For the automating inspection, the national transporter is adopting the online monitoring of rolling stock (OMRS) system. Under this, the rail bearing acoustic monitors, acoustic bearing detectors, wheel condition monitors as well as wheel impact load detectors will be utilized in order to detect the faults in bearings and wheels of the rolling assets, according to a PTI report. Rolling stock in Indian Railways refers to the locomotives, railroad cars, coaches and the wagons.
The first phase of installing 25 OMRS systems at 20 locations is currently in progress. These 20 locations where the OMRS will be installed were identified by a high-level multi-disciplinary committee of the Railway Board. According to a statement by the Railway Board, till now, six OMRS systems have been installed and 10 more systems will be installed in the current fiscal year. This process is likely to be completed in the present calendar year of 2020.
The objective is to achieve a machine-assisted automatic identification of defects in rolling stock before any catastrophic failure happens in operations. The automating inspection will lead to “time-based maintenance” and “condition-based predictive maintenance”, increasing reliability and also the availability of the rolling assets. The inspection of the rolling stock has largely been manual and the personnel carrying it out rely on their judgement. Also, the inspections were being conducted when locomotives and trains were stationary or moving slowly. Up to the month of June 2019, the bearing faults were detected in 33 wagons, six coaches and one locomotive. In seven of the coaches, the faults were in their wheels.

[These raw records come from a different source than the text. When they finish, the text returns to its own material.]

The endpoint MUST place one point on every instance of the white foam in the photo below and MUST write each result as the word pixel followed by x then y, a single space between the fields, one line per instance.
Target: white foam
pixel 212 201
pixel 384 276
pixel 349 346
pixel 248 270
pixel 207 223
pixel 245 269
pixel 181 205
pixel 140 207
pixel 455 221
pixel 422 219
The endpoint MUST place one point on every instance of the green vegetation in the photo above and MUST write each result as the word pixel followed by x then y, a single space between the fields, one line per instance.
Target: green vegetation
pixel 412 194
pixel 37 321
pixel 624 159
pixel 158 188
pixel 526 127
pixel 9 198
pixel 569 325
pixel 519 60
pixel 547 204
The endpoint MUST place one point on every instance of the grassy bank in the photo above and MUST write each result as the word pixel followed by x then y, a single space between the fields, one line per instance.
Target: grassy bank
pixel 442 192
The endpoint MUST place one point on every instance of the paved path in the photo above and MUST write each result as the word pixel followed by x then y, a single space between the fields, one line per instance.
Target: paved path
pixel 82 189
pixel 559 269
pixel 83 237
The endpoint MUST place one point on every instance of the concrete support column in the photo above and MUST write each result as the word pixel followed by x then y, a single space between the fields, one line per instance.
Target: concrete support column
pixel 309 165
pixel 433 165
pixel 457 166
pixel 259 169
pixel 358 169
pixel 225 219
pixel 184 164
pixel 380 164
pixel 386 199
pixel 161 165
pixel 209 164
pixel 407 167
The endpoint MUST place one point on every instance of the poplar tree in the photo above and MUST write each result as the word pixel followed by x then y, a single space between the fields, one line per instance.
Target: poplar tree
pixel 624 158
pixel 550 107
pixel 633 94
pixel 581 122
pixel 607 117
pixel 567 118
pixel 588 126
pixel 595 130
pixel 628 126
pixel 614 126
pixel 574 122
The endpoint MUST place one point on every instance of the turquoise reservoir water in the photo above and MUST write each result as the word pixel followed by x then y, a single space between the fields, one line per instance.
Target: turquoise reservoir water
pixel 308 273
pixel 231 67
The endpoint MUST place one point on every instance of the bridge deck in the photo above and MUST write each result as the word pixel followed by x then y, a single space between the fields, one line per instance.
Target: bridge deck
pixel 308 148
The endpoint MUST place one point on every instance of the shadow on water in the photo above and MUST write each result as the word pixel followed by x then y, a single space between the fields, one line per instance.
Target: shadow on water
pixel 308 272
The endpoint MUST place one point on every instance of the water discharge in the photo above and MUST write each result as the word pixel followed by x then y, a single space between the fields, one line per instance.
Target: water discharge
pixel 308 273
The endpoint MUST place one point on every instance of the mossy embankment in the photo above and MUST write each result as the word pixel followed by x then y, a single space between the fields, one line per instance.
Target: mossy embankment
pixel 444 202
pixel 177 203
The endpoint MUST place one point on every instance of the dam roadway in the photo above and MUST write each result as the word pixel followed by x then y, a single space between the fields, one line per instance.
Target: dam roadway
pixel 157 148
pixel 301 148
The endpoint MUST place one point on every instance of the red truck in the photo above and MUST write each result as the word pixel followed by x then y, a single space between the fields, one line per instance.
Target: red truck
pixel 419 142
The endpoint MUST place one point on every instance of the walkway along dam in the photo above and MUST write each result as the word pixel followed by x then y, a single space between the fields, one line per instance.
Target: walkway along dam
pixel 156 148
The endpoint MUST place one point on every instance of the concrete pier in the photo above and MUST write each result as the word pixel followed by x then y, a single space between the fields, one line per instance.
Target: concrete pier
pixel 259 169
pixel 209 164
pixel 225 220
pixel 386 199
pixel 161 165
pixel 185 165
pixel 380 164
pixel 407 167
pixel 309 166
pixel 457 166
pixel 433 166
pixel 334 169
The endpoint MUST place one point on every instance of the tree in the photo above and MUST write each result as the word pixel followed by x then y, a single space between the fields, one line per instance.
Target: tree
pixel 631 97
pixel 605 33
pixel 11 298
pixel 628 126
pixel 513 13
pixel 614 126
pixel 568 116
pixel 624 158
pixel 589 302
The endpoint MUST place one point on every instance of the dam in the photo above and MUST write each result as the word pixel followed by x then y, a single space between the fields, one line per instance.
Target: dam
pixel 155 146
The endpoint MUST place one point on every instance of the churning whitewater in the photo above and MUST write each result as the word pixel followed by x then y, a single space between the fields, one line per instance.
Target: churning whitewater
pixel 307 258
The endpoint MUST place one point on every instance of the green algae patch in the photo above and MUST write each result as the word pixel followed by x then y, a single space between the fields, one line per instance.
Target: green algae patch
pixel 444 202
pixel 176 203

Indian Railways stated that the results from deployment of the OMRS system were encouraging, as some of the critical faults which were detected, could have led to accidents. Indian Railways network will go ahead with a greater adoption of track-side-based maintenance systems with the aim of the predictive maintenance. Towards predictive maintenance practices in yards, the Railway Board is looking to convert its freight examination yards into technology driven smart yards for the automatic detection of faults and defects in the wagons.
The very first OMRS system was installed at Panipat in the month of November 2017 and a Central Control Room called the National Command Centre for monitoring the OMRS sites was set up at Delhi in Kishanganj, in the month of March 2018. In order to cope with the present challenges of efficient, safe and economical services, Indian Railways is moving towards adopting the processes of automation and instrumentation in its maintenance practices for detecting the defects and deficiencies in the rolling assets.